Vegan Blueberry Pancake FAQs
- Why are my pancakes spreading too much? Too much liquid in pancake batter can lead to spreading and flat pancakes. Not to worry, if you notice the first couple of pancakes are too thin, simply add more flour 1 tablespoon at a time, stirring gently to incorporate.
- How to freeze vegan blueberry pancakes? Pancakes freeze best when cooled to room temperature and stacked in between layers of parchment paper to prevent sticking. Place in a plastic bag or other freezer-safe container.
- How to reheat pancakes? Pancakes can be reheated in a toaster on a low setting to warm (it may take a few times) or in a 350* oven on a sheet pan covered with foil for 5-7 minutes.
- Can I use frozen blueberries? Yes, frozen blueberries will work. Don’t defrost them, use them frozen. For best results, toss 1 cup of blueberries with 1 tablespoon of flour to coat before adding to the pancake batter. Using frozen blueberries tends to color or streak the batter purple but the pancakes still taste delicious.
- Does another berry work instead of blueberry? Whole raspberries, chopped strawberries, or chopped blackberries work as well. Any berry, really. As long as the size isn’t too big to prevent pancakes from holding together.
Vegan blueberry pancakes have landed! These are a summer hit and a great weekend breakfast to make for the family. Tall, fluffy pancakes loaded with blueberries and topped with melty vegan butter and maple syrup.
Our vegan blueberry pancake recipe gives you all the tips and tricks you’ll need for superb pancakes!
- 1.25–1.5 cups non-dairy milk (less for tall, thick pancakes & more for pourable, ‘soft’ pancakes. See notes)
- 1 tablespoon oil or 1T melted vegan butter
- 1 teaspoon vanilla extract
- 1 teaspoon lemon juice (sub white or apple cider vinegar)
- 1 tablespoon lemon zest (zest from one lemon)
- 1.5 cups all-purpose flour (scooped & leveled)
- 1 tablespoon baking powder
- 2–3 tablespoons sugar
- 1/2 teaspoon salt
- 1/4 teaspoon baking soda
- 1 cup blueberries (see notes if using frozen)
- Mix all wet ingredients together in a medium-sized mixing bowl.
- Sift dry ingredients into wet and whisk several times until just incorporated. Then add blueberries and mix gently to disperse.

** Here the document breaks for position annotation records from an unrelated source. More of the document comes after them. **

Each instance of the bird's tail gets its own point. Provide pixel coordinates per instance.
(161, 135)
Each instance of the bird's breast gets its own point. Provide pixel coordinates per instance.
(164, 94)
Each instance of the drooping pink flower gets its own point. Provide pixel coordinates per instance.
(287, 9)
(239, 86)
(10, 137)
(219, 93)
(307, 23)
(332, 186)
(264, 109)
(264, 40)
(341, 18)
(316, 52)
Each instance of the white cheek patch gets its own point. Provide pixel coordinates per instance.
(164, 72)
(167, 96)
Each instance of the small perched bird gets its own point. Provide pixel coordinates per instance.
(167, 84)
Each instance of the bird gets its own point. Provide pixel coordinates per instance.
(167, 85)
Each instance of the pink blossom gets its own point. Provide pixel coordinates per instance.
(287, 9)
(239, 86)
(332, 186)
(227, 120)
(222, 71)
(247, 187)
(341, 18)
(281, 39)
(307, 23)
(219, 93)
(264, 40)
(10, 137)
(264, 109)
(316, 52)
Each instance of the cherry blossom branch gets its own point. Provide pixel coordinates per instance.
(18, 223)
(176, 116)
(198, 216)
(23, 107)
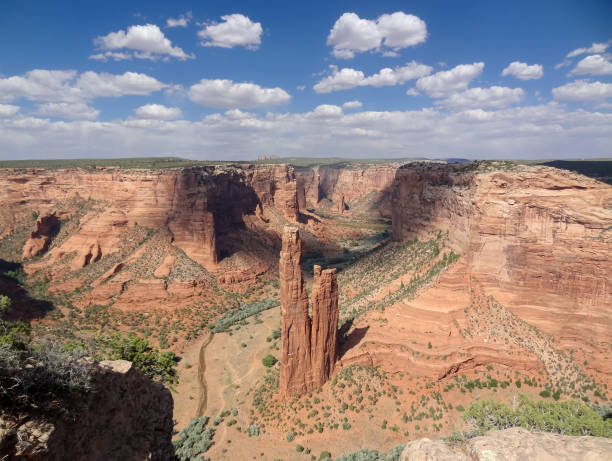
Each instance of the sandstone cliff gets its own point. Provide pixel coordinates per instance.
(347, 186)
(104, 215)
(126, 417)
(534, 238)
(509, 445)
(324, 324)
(296, 325)
(308, 346)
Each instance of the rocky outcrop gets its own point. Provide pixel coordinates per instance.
(309, 347)
(346, 185)
(509, 445)
(125, 417)
(44, 229)
(324, 345)
(296, 325)
(538, 239)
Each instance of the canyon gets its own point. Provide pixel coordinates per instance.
(309, 345)
(444, 274)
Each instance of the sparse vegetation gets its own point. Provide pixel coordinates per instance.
(566, 417)
(194, 440)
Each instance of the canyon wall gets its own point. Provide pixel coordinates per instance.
(538, 239)
(194, 203)
(345, 185)
(308, 346)
(102, 215)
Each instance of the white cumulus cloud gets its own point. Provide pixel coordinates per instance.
(67, 86)
(596, 64)
(230, 95)
(144, 41)
(495, 96)
(583, 90)
(182, 21)
(445, 82)
(352, 34)
(594, 48)
(8, 110)
(235, 30)
(348, 78)
(69, 110)
(97, 85)
(523, 71)
(158, 112)
(352, 104)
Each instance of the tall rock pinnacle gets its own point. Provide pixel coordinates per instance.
(295, 373)
(309, 347)
(324, 324)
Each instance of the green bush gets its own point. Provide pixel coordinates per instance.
(253, 430)
(566, 417)
(153, 363)
(193, 440)
(269, 360)
(242, 312)
(373, 455)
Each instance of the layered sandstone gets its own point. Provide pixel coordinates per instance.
(324, 344)
(44, 229)
(309, 346)
(511, 444)
(536, 239)
(347, 185)
(296, 325)
(102, 210)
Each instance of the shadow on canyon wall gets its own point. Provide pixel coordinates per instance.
(23, 306)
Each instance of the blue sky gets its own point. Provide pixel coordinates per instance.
(234, 80)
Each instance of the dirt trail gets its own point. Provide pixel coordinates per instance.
(202, 374)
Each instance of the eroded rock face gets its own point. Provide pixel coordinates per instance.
(46, 226)
(295, 372)
(309, 347)
(324, 324)
(512, 444)
(128, 417)
(538, 239)
(345, 184)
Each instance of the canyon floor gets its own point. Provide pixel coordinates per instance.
(457, 283)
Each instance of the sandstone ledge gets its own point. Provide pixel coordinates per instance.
(515, 444)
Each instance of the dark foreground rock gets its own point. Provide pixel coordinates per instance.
(127, 417)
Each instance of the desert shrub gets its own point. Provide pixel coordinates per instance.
(193, 440)
(566, 417)
(40, 375)
(153, 363)
(373, 455)
(269, 360)
(242, 312)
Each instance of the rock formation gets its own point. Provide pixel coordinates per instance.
(295, 374)
(125, 417)
(324, 324)
(46, 226)
(309, 347)
(346, 183)
(509, 445)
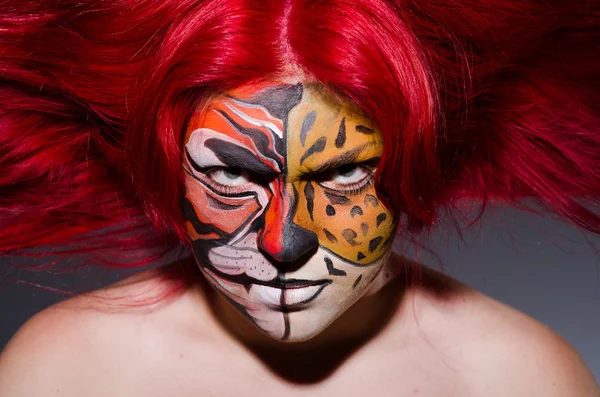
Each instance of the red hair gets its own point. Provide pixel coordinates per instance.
(477, 99)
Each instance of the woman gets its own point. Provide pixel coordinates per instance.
(285, 143)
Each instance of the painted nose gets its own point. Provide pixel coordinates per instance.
(290, 244)
(280, 237)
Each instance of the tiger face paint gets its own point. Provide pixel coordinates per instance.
(280, 205)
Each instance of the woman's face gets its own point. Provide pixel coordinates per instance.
(280, 205)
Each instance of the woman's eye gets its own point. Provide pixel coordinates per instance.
(348, 178)
(228, 176)
(228, 181)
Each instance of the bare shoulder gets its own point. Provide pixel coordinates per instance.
(499, 351)
(72, 348)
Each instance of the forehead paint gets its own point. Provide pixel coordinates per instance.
(275, 225)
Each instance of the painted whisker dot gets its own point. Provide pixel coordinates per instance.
(380, 218)
(357, 281)
(373, 244)
(330, 236)
(356, 210)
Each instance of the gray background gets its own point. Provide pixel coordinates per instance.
(542, 267)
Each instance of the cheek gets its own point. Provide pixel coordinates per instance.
(356, 227)
(214, 216)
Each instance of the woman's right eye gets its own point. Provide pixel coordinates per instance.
(228, 176)
(228, 180)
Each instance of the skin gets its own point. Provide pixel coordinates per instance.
(280, 204)
(434, 338)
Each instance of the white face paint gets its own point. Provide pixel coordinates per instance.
(281, 207)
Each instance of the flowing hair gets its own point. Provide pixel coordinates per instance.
(478, 99)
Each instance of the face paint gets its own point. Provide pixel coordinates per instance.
(280, 205)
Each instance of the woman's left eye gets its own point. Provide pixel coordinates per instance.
(348, 178)
(229, 176)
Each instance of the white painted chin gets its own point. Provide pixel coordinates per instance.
(306, 303)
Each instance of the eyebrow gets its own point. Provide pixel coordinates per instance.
(343, 159)
(233, 155)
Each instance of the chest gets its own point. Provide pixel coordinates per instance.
(381, 376)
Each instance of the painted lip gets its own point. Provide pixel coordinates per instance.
(285, 295)
(288, 299)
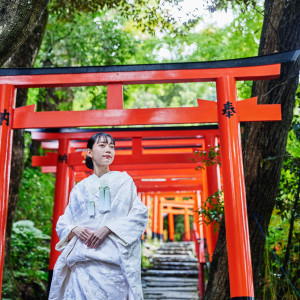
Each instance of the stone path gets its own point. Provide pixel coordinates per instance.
(174, 274)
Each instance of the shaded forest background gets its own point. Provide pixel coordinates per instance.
(90, 33)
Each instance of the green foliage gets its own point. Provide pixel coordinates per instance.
(213, 210)
(277, 241)
(29, 256)
(148, 16)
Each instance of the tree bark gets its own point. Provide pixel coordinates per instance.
(17, 20)
(23, 57)
(280, 33)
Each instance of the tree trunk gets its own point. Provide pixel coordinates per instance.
(17, 20)
(280, 33)
(23, 57)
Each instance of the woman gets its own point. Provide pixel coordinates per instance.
(100, 233)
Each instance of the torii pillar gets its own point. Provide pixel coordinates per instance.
(7, 102)
(213, 185)
(60, 198)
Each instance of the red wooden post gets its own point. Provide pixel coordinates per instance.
(154, 216)
(236, 220)
(7, 100)
(160, 221)
(187, 228)
(171, 226)
(60, 197)
(213, 185)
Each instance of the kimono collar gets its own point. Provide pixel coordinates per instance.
(94, 182)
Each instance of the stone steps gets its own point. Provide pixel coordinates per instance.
(174, 274)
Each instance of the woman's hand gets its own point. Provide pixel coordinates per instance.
(97, 237)
(82, 233)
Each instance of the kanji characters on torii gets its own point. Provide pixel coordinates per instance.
(224, 73)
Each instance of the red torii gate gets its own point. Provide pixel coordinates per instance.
(228, 112)
(136, 151)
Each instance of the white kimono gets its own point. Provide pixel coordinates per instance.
(113, 270)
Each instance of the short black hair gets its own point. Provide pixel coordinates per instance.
(94, 139)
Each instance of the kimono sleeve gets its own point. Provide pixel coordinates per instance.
(65, 222)
(130, 228)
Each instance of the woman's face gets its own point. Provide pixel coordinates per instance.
(103, 152)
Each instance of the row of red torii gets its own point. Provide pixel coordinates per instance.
(178, 170)
(227, 112)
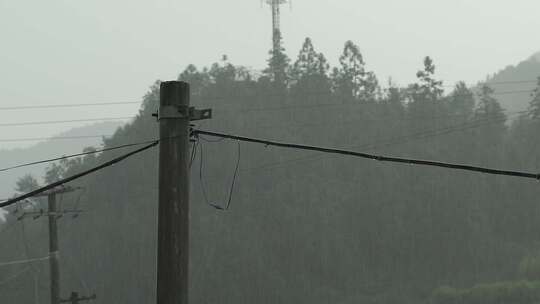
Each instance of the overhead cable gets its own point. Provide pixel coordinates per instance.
(26, 261)
(381, 158)
(76, 176)
(75, 155)
(48, 122)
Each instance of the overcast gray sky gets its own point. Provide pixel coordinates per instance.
(77, 51)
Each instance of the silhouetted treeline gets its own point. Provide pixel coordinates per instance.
(307, 227)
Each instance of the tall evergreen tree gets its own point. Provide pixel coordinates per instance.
(490, 116)
(351, 80)
(461, 102)
(278, 65)
(428, 89)
(309, 62)
(310, 71)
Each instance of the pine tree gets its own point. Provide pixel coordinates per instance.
(428, 89)
(461, 101)
(351, 80)
(309, 62)
(278, 65)
(310, 71)
(490, 116)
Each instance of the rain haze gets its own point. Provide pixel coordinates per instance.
(111, 51)
(332, 152)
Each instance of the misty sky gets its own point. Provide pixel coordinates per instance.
(107, 51)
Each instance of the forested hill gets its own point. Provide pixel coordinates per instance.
(515, 82)
(49, 148)
(306, 227)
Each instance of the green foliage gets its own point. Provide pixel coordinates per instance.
(314, 230)
(462, 101)
(278, 65)
(428, 89)
(351, 80)
(26, 183)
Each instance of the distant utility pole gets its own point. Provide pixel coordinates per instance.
(276, 27)
(174, 116)
(53, 214)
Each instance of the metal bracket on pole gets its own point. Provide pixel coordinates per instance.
(182, 112)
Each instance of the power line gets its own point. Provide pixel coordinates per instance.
(62, 121)
(76, 176)
(76, 155)
(52, 138)
(426, 134)
(382, 158)
(73, 105)
(26, 261)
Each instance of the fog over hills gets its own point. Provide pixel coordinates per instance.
(514, 95)
(49, 149)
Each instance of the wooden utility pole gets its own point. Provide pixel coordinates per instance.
(173, 213)
(53, 214)
(53, 249)
(174, 117)
(75, 299)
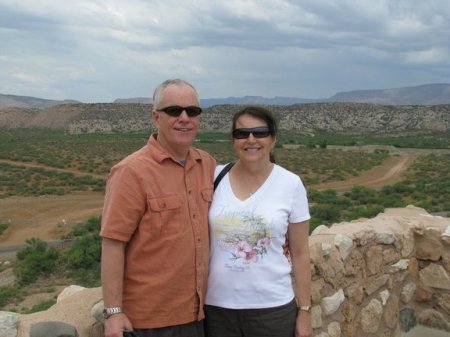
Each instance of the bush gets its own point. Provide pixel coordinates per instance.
(82, 259)
(35, 260)
(6, 294)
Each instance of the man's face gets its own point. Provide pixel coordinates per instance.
(176, 134)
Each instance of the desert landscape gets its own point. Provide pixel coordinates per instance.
(48, 217)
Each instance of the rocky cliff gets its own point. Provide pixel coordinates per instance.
(331, 117)
(385, 276)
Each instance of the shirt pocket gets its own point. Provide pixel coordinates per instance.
(166, 214)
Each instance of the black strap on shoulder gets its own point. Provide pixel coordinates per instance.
(222, 174)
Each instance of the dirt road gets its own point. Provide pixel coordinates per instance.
(48, 217)
(391, 172)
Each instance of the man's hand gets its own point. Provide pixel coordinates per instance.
(116, 325)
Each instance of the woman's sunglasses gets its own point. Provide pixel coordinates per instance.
(244, 133)
(176, 110)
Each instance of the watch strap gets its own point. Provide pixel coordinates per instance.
(107, 312)
(306, 308)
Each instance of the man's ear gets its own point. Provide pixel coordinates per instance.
(155, 117)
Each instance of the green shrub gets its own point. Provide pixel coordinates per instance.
(42, 306)
(6, 294)
(35, 260)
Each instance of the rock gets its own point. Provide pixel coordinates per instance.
(391, 312)
(400, 265)
(374, 259)
(443, 303)
(407, 319)
(332, 303)
(375, 283)
(73, 310)
(351, 319)
(390, 255)
(316, 317)
(384, 296)
(371, 316)
(408, 292)
(435, 276)
(355, 293)
(344, 245)
(429, 245)
(8, 324)
(53, 329)
(433, 319)
(334, 329)
(68, 291)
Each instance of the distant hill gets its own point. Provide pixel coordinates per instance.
(349, 118)
(256, 100)
(134, 100)
(427, 94)
(7, 101)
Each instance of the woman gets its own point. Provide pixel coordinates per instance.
(250, 291)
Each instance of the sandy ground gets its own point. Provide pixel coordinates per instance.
(423, 331)
(48, 217)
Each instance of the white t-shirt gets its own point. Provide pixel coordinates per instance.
(247, 266)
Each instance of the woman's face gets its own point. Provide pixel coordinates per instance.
(253, 149)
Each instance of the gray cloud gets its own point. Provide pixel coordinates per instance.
(99, 50)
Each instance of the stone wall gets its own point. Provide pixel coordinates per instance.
(382, 276)
(372, 277)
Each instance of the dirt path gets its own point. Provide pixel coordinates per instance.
(76, 172)
(390, 172)
(48, 217)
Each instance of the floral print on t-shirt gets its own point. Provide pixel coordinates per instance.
(245, 237)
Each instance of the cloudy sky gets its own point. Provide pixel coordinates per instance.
(100, 50)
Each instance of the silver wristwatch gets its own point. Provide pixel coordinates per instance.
(306, 308)
(108, 312)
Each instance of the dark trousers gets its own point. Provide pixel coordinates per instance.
(267, 322)
(194, 329)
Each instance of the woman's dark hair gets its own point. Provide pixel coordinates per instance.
(262, 114)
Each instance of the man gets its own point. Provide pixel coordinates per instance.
(155, 249)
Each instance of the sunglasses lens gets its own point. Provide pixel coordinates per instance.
(261, 134)
(193, 111)
(256, 132)
(240, 134)
(176, 110)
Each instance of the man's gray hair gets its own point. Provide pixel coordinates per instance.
(159, 91)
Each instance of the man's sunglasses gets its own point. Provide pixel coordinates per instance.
(176, 110)
(244, 133)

- Heat up a pan or griddle over medium heat and optionally coat with butter or oil.
- Pour batter into pan in whatever size you prefer (we like 1/3c portions) and cook 2-4 minutes on the first side. Flip when the edges are dry and there may be some holes or bubbles on the surface of the pancake. Lift up and edge and peek to check that the underside is brown.
- Cook on the second side for about 1 minute and serve immediately.
- Blueberry pancakes can be stored in the fridge for 3-4 days or in the freezer for 2-3 months. These are a great make-ahead breakfast.
If using frozen blueberries, toss the blueberries with 1 tablespoon of flour prior to adding to the batter. Frozen berries are more likely to streak or color the batter purple, but the pancakes are still delectable! Do not defrost.
Place pancakes on a wire rack instead of stacking on a plate after cooking if you want to keep those crispy edges crisp.
To reheat pancakes, toast 1-2 times on a low setting in your toaster. To reheat in the oven, warm pancakes on a sheet pan covered with foil in a 325* oven for 5-7 minutes.